Is the IRS’ new withholding estimator better than the old withholding calculator?
This may be a loaded question, since the withholding calculator was abysmally difficult to use. But we’re going to give the estimator a whirl, since it’s the primary tool you can recommend to employees for checking their withholding. Using the estimator will become even more important, as the IRS transitions to the new W-4 and the new withholding methods.
What the IRS says
The IRS says the estimator is easier to use. First it’s got a progress tracker. Yay! You can look at this one of two ways: Yes, it can track your progress toward tax equilibrium (neither owing nor being owed a refund next year) or, it can track how far you’ve gotten before you just give up and do what you’ve always done—just guess at your tax liability and hope you haven’t underpaid your taxes this year.
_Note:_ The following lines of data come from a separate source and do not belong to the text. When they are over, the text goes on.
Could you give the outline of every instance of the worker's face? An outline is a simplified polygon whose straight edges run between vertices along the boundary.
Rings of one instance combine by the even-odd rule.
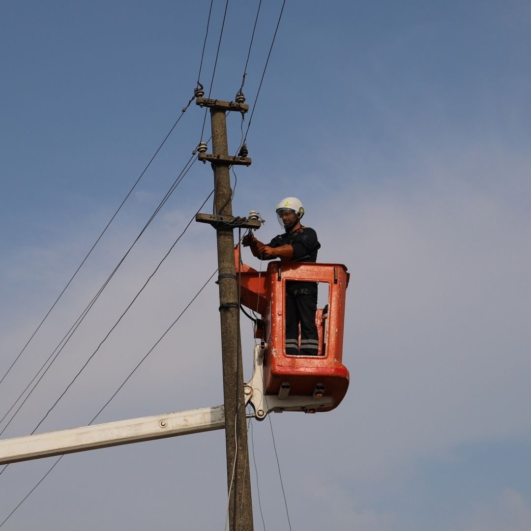
[[[297,221],[297,212],[290,208],[282,209],[278,213],[285,227],[289,227]]]

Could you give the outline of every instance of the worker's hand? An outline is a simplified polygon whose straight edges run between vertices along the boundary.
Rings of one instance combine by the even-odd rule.
[[[263,245],[258,248],[258,255],[261,256],[262,258],[267,259],[268,258],[275,258],[276,256],[275,252],[275,248],[270,247],[269,245]]]
[[[242,245],[243,245],[244,247],[249,247],[250,245],[252,245],[253,242],[254,242],[255,239],[256,238],[254,236],[253,236],[251,233],[249,233],[249,234],[246,234],[242,238]]]

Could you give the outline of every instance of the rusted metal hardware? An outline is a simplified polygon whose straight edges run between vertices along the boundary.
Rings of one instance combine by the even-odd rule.
[[[200,153],[198,156],[200,160],[213,164],[224,164],[226,166],[251,166],[252,160],[247,157],[232,157],[230,155],[215,155],[211,153]]]
[[[195,104],[200,107],[209,107],[219,110],[237,110],[240,113],[246,113],[249,110],[249,106],[244,103],[236,101],[224,101],[222,100],[211,99],[209,98],[197,98]]]
[[[196,214],[195,221],[208,223],[217,228],[259,229],[262,224],[258,219],[235,217],[234,216],[219,216],[215,214]]]

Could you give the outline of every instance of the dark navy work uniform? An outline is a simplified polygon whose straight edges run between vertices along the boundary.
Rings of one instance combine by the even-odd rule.
[[[268,244],[270,247],[292,245],[290,262],[317,261],[321,244],[315,231],[302,227],[292,233],[279,234]],[[286,282],[286,354],[290,356],[316,356],[319,347],[315,311],[317,282],[289,280]],[[301,323],[301,347],[298,327]]]

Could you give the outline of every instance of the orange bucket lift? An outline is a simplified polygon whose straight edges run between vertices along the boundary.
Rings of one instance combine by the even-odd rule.
[[[330,411],[347,392],[349,375],[342,364],[345,303],[349,273],[342,264],[270,262],[265,272],[242,263],[235,251],[241,304],[260,315],[255,321],[253,376],[245,386],[255,416],[271,411]],[[328,301],[318,308],[316,356],[290,356],[285,349],[286,282],[328,285]]]

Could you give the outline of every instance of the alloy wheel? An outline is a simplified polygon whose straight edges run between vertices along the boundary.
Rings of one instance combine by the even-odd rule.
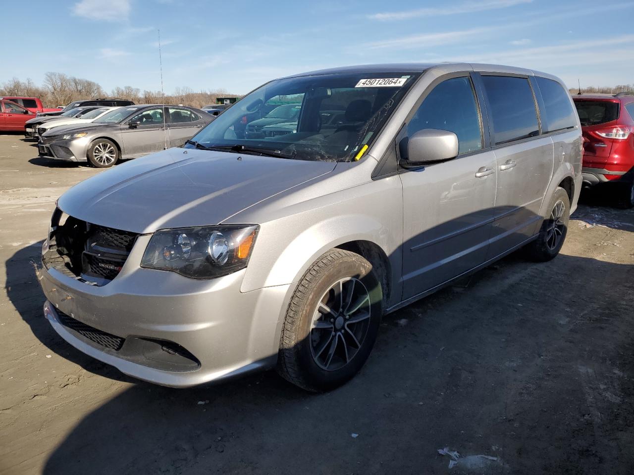
[[[110,144],[101,142],[94,146],[93,156],[95,161],[101,165],[111,165],[117,158],[117,151]]]
[[[566,224],[562,220],[565,212],[566,205],[560,200],[555,203],[550,212],[550,218],[546,229],[546,245],[548,249],[557,248],[561,241],[566,229]]]
[[[355,277],[335,282],[315,309],[309,335],[311,353],[328,371],[347,364],[361,348],[370,324],[370,293]]]

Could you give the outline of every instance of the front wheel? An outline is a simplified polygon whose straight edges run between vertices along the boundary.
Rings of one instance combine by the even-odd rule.
[[[308,269],[287,311],[278,371],[309,391],[354,376],[370,355],[382,313],[382,291],[372,264],[332,249]]]
[[[553,258],[564,245],[570,218],[570,201],[566,190],[557,187],[550,198],[549,213],[541,224],[537,239],[526,247],[528,256],[538,262]]]
[[[117,146],[107,139],[97,139],[93,142],[86,155],[90,164],[98,168],[112,167],[119,158]]]

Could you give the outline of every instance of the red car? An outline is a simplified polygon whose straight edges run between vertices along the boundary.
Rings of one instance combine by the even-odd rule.
[[[0,99],[11,101],[18,106],[22,106],[25,109],[29,109],[31,112],[55,112],[61,110],[59,108],[51,109],[44,107],[39,98],[23,98],[21,96],[12,96],[10,98],[0,98]]]
[[[634,206],[634,95],[573,96],[583,133],[583,184],[610,184],[619,205]]]
[[[15,103],[0,100],[0,130],[24,132],[24,123],[35,117],[34,112]]]

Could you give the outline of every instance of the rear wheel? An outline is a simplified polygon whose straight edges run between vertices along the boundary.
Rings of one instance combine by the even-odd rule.
[[[540,229],[537,239],[526,247],[528,256],[538,262],[545,262],[554,258],[566,239],[570,217],[570,201],[563,188],[557,187],[550,198],[550,210]]]
[[[372,265],[332,249],[302,277],[282,329],[278,371],[294,384],[324,391],[361,369],[374,345],[382,292]]]
[[[90,164],[98,168],[112,167],[119,159],[119,149],[107,139],[98,139],[93,142],[86,155]]]

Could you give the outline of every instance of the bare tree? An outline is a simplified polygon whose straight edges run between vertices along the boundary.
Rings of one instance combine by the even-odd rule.
[[[63,73],[48,72],[44,75],[44,87],[39,87],[30,79],[21,81],[16,77],[0,86],[1,96],[23,96],[39,98],[47,107],[65,105],[72,101],[103,97],[101,86],[88,79],[69,76]],[[219,97],[235,96],[226,89],[208,89],[195,91],[188,86],[176,87],[172,94],[165,94],[166,104],[184,104],[193,107],[216,103]],[[143,92],[138,87],[126,86],[112,89],[112,96],[133,101],[137,104],[158,104],[163,99],[160,91]]]

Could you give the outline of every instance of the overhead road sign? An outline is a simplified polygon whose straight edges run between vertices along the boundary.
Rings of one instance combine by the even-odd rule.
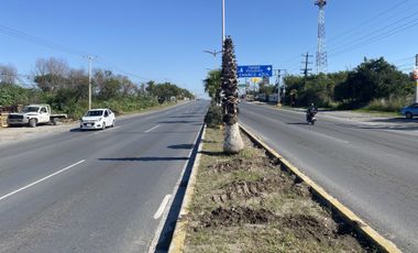
[[[267,77],[273,76],[272,65],[238,66],[238,77]]]

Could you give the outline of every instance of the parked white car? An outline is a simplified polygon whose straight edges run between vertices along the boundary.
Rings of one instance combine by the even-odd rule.
[[[81,118],[80,129],[102,129],[114,127],[114,113],[110,109],[91,109]]]

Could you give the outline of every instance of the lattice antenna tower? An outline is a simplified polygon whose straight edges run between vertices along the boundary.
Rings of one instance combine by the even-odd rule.
[[[318,14],[318,40],[317,40],[317,74],[327,73],[327,48],[326,48],[326,11],[327,0],[316,0],[315,6],[319,7]]]

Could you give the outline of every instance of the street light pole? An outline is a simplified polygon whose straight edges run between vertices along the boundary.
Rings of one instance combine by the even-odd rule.
[[[87,55],[85,56],[88,59],[88,109],[91,109],[91,61],[97,56]]]
[[[223,51],[224,40],[226,40],[226,0],[222,0],[222,44],[221,44],[222,51]]]

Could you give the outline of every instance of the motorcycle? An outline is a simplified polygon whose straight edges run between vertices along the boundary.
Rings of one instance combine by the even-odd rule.
[[[317,121],[317,118],[315,118],[315,114],[317,114],[317,112],[310,112],[310,113],[307,113],[306,114],[306,121],[308,122],[308,124],[315,124],[315,121]]]

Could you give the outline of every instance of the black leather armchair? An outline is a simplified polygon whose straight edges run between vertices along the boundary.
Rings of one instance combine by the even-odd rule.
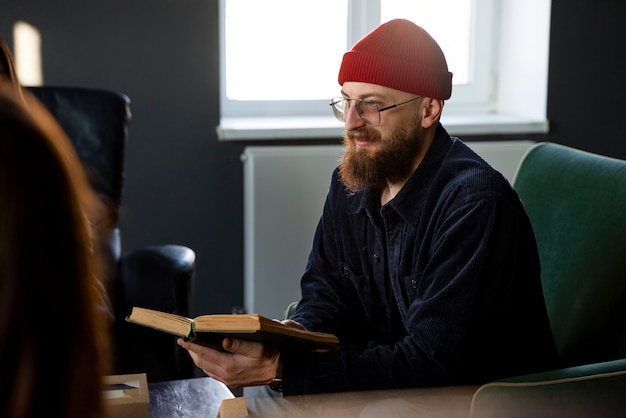
[[[193,376],[193,365],[175,339],[125,321],[133,306],[189,315],[195,253],[182,245],[122,252],[118,227],[124,151],[131,118],[123,94],[75,87],[30,87],[74,144],[92,185],[108,207],[113,227],[103,243],[107,288],[115,316],[112,338],[116,374],[143,373],[149,381]]]

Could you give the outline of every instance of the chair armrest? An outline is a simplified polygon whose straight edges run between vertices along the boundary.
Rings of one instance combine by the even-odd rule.
[[[471,418],[617,417],[626,411],[626,359],[497,380],[474,393]]]
[[[183,245],[159,245],[120,259],[126,313],[133,306],[189,315],[195,252]]]

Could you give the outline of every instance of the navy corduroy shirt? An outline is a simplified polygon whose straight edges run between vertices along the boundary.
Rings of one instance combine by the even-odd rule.
[[[534,233],[509,182],[440,125],[398,195],[338,172],[292,319],[341,348],[283,352],[285,395],[483,383],[557,354]]]

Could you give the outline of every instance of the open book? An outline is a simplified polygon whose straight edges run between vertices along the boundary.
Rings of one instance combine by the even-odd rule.
[[[223,350],[226,337],[259,341],[281,350],[337,348],[333,334],[305,331],[259,314],[214,314],[196,318],[134,307],[128,322],[168,332],[187,341]]]

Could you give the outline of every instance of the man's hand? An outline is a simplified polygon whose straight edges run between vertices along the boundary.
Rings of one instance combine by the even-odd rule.
[[[208,376],[226,386],[265,385],[274,379],[280,352],[254,341],[225,338],[226,352],[178,339],[178,345],[189,352],[193,362]]]

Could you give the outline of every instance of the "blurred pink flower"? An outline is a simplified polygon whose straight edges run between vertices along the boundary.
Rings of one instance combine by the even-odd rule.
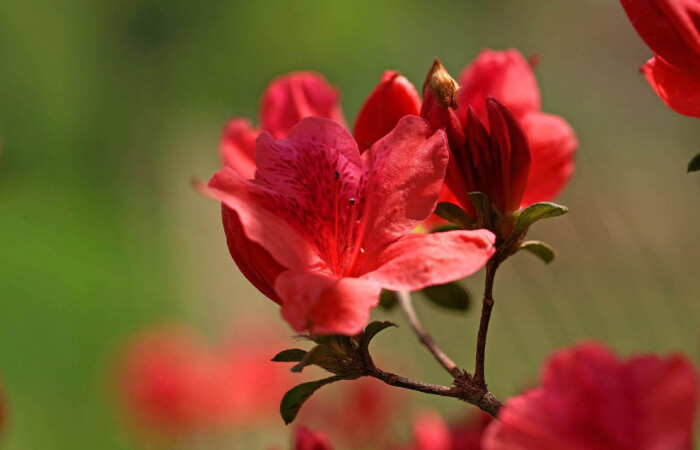
[[[184,327],[136,334],[119,370],[127,412],[143,429],[182,435],[249,426],[277,416],[294,380],[270,361],[280,343],[251,336],[220,347]]]
[[[656,53],[642,67],[661,100],[700,118],[700,1],[621,0],[632,25]]]
[[[225,167],[209,188],[235,211],[229,245],[245,239],[260,250],[243,255],[249,268],[269,274],[274,261],[281,270],[261,291],[272,288],[297,331],[356,334],[382,288],[460,279],[494,252],[486,230],[411,234],[434,210],[449,159],[444,134],[419,117],[401,119],[362,155],[342,125],[317,117],[283,140],[263,132],[255,152],[254,180]]]
[[[305,427],[294,429],[293,450],[333,450],[330,439],[323,431],[311,431]]]
[[[510,399],[486,450],[690,450],[698,379],[681,356],[621,360],[584,343],[550,357],[542,387]]]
Next, it says the estimator is mobile-friendly. But we’re hard pressed to believe anyone would feel compelled to check their tax withholding on their smartphones when there’s so much cooler stuff to do on your phone, like playing Candy Crush or solitaire.
It’s also taking feedback. So you can direct any impolitic remarks to it, not your spouse.
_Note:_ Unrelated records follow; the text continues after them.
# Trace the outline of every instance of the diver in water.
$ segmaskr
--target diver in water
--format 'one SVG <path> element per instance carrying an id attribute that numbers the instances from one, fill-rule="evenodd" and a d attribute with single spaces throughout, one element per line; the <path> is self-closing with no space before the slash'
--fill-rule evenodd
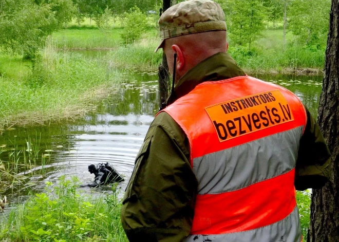
<path id="1" fill-rule="evenodd" d="M 94 188 L 109 183 L 120 182 L 124 180 L 122 176 L 108 162 L 99 163 L 97 167 L 93 164 L 88 165 L 88 171 L 94 174 L 94 181 L 87 185 L 81 185 L 82 188 L 89 187 Z"/>

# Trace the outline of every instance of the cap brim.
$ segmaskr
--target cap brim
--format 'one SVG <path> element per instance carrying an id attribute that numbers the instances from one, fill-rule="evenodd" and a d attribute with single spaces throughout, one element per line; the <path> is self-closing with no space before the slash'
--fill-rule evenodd
<path id="1" fill-rule="evenodd" d="M 165 43 L 165 40 L 161 40 L 161 42 L 160 42 L 160 44 L 158 46 L 156 50 L 154 51 L 154 52 L 155 53 L 158 51 L 158 49 L 163 48 L 164 43 Z"/>

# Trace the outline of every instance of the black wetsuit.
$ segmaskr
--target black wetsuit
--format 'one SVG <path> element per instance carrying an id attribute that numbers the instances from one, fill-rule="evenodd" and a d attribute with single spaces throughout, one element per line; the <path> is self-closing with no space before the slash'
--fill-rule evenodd
<path id="1" fill-rule="evenodd" d="M 104 164 L 99 163 L 97 167 L 97 169 L 91 172 L 91 173 L 94 173 L 96 176 L 94 178 L 94 181 L 86 185 L 82 185 L 82 187 L 87 186 L 94 188 L 104 184 L 120 182 L 124 180 L 122 176 L 108 162 Z"/>

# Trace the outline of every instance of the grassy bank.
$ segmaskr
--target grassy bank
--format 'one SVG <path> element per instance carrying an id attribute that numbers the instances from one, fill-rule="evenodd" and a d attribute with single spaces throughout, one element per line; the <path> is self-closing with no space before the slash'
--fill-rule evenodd
<path id="1" fill-rule="evenodd" d="M 54 33 L 47 41 L 59 49 L 111 49 L 119 46 L 122 29 L 73 28 Z"/>
<path id="2" fill-rule="evenodd" d="M 78 179 L 62 177 L 48 182 L 46 192 L 31 196 L 0 219 L 0 240 L 4 241 L 127 241 L 120 223 L 121 201 L 113 187 L 111 195 L 93 197 L 79 193 Z M 298 192 L 303 236 L 309 225 L 309 194 Z"/>
<path id="3" fill-rule="evenodd" d="M 77 177 L 47 182 L 46 192 L 31 196 L 0 219 L 4 241 L 127 241 L 120 223 L 121 203 L 112 193 L 85 194 Z"/>
<path id="4" fill-rule="evenodd" d="M 127 46 L 120 44 L 121 31 L 64 29 L 48 39 L 33 66 L 21 57 L 0 54 L 0 129 L 82 117 L 95 109 L 89 104 L 118 85 L 121 77 L 115 68 L 157 68 L 162 52 L 154 53 L 159 41 L 157 31 L 150 29 Z M 290 33 L 284 48 L 282 31 L 267 30 L 251 50 L 231 42 L 229 52 L 249 74 L 321 74 L 325 50 L 292 44 Z M 74 51 L 78 49 L 87 50 Z M 91 55 L 98 50 L 102 50 L 99 56 Z"/>
<path id="5" fill-rule="evenodd" d="M 157 67 L 161 54 L 154 52 L 159 41 L 157 31 L 150 29 L 141 41 L 125 47 L 119 45 L 122 29 L 67 29 L 54 34 L 51 40 L 59 49 L 110 49 L 111 62 L 119 67 Z M 288 32 L 284 47 L 282 30 L 267 30 L 250 50 L 233 45 L 231 40 L 229 52 L 249 73 L 321 74 L 325 48 L 298 46 L 294 38 Z"/>
<path id="6" fill-rule="evenodd" d="M 58 53 L 50 46 L 42 56 L 33 71 L 28 67 L 18 78 L 6 73 L 0 77 L 0 129 L 83 117 L 95 108 L 94 100 L 116 89 L 118 72 L 108 71 L 100 60 Z"/>

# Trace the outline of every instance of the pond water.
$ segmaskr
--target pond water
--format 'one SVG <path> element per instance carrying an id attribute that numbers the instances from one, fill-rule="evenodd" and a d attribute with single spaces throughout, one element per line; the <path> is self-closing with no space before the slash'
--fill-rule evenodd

Finally, the IRS says the estimator uses plain language to improve comprehension. Plain language and taxes rarely go together (take our work for that), so we were intrigued.
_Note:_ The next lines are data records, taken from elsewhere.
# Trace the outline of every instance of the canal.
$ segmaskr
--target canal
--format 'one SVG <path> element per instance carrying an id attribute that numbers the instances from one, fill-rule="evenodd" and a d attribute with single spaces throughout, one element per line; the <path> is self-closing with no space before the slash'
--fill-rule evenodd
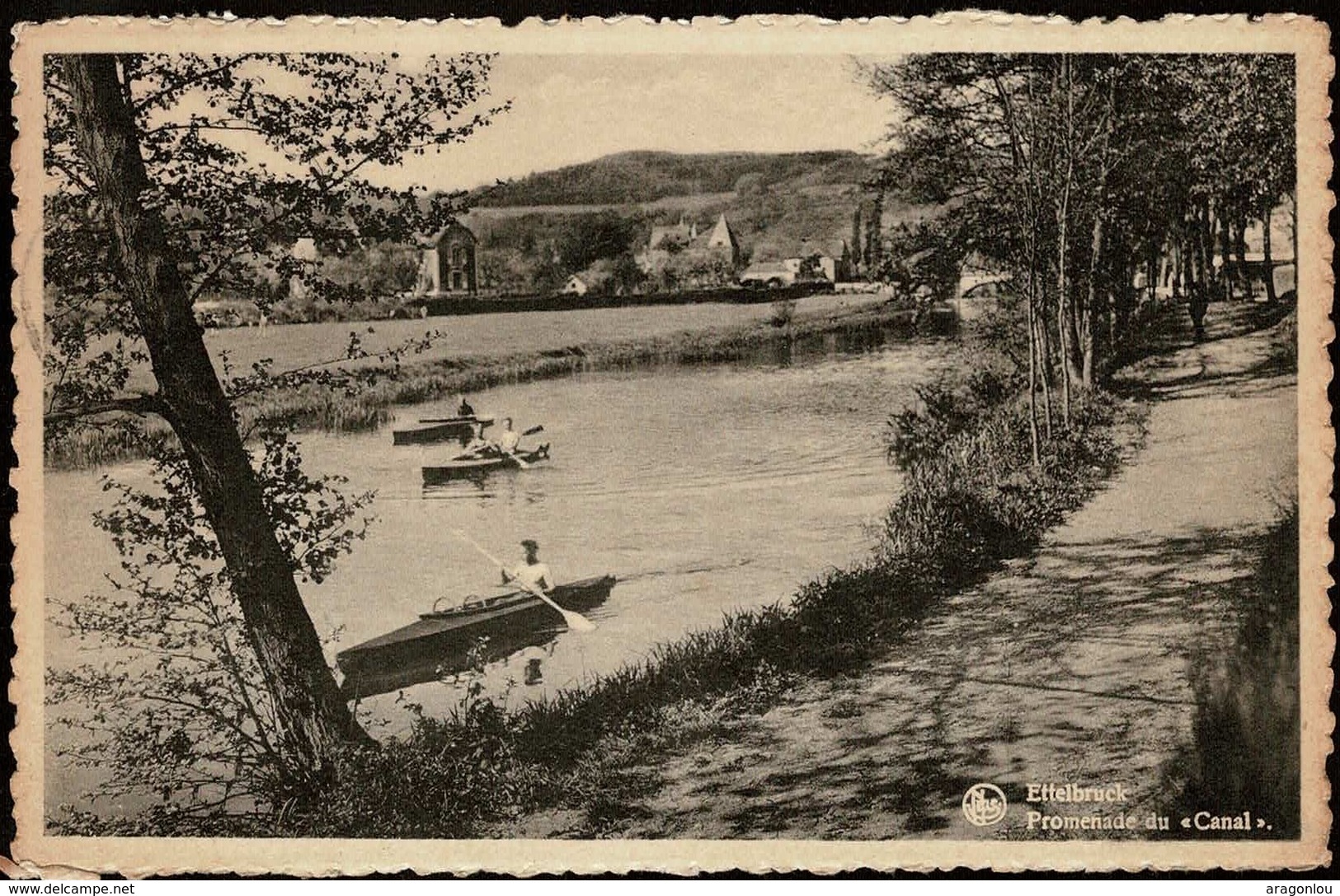
<path id="1" fill-rule="evenodd" d="M 619 580 L 587 613 L 594 632 L 555 632 L 539 647 L 541 682 L 525 684 L 516 656 L 485 670 L 486 691 L 513 706 L 635 663 L 726 611 L 789 599 L 824 568 L 870 549 L 899 488 L 884 461 L 886 421 L 954 360 L 943 340 L 870 342 L 829 339 L 749 364 L 590 372 L 473 395 L 481 414 L 511 415 L 517 430 L 543 425 L 523 445 L 548 442 L 552 458 L 437 489 L 423 488 L 421 469 L 450 458 L 456 443 L 393 447 L 389 430 L 304 434 L 310 471 L 347 477 L 348 492 L 377 490 L 367 540 L 326 581 L 303 588 L 318 632 L 338 632 L 328 658 L 413 621 L 436 600 L 498 592 L 497 569 L 453 529 L 508 561 L 535 538 L 559 581 Z M 450 415 L 453 406 L 403 407 L 397 422 Z M 103 473 L 142 482 L 146 471 L 133 463 Z M 48 601 L 110 588 L 103 573 L 117 568 L 115 550 L 90 518 L 110 501 L 100 475 L 46 477 Z M 47 635 L 48 666 L 96 662 L 62 629 L 48 624 Z M 359 714 L 374 734 L 398 734 L 410 723 L 406 703 L 437 714 L 460 699 L 458 680 L 427 682 L 362 699 Z M 48 730 L 52 806 L 88 782 L 54 761 L 51 749 L 68 737 Z"/>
Like last year, yours truly was tapped to try out the estimator (once a guinea pig, always the guinea pig). And just like last year, I’m going to pretend I’m a typical employee.
About You—Step 1 of the tracker
This was the easiest part of the calculator and is the easiest part of the estimator. It consists of five data inputs.
- 1 of 5: Filing Status. Easy peasy, and it was last year, too. The estimator does have brief explanations of head of household status and qualifying widower, which were lacking in the calculator. These statuses aren’t self-explanatory, like single or married filing jointly, so the explanation gets a thumbs up in our book.
- 2 of 5: Dependents. I’m not planning on claiming any dependents on my return, so I check the No box.
- 3 of 5: Income: Let’s break the estimator down to what it’s really asking—Am I an employee whose wages are subject to income tax withholding? It could have been more direct, so it gets a thumbs down from us for this. I check the Yes box. A pop up box then asks me how many jobs I have.
- 4 of 5: Pension: Nope, I won’t be getting any pension income this year.
- 5 of 5: Other: It wants to know whether I have other sources of income (e.g., Social Security benefits, dividends), how old I am and whether I’m blind. Answers to these questions can impact withholding. Similar inquiries were missing from the calculator so this step gets another thumbs up.
Income & Withholding—Step 2 of the tracker
This is where the calculator ran into trouble and the estimator is only a slight improvement. On the upside, the estimator does account for working couples. On the downside, employees are still going to need to gather their pay stubs to complete entries about withholding from their most current check, year-to-date withholding and pretax deductions. All of these entries must still be in whole dollar amounts.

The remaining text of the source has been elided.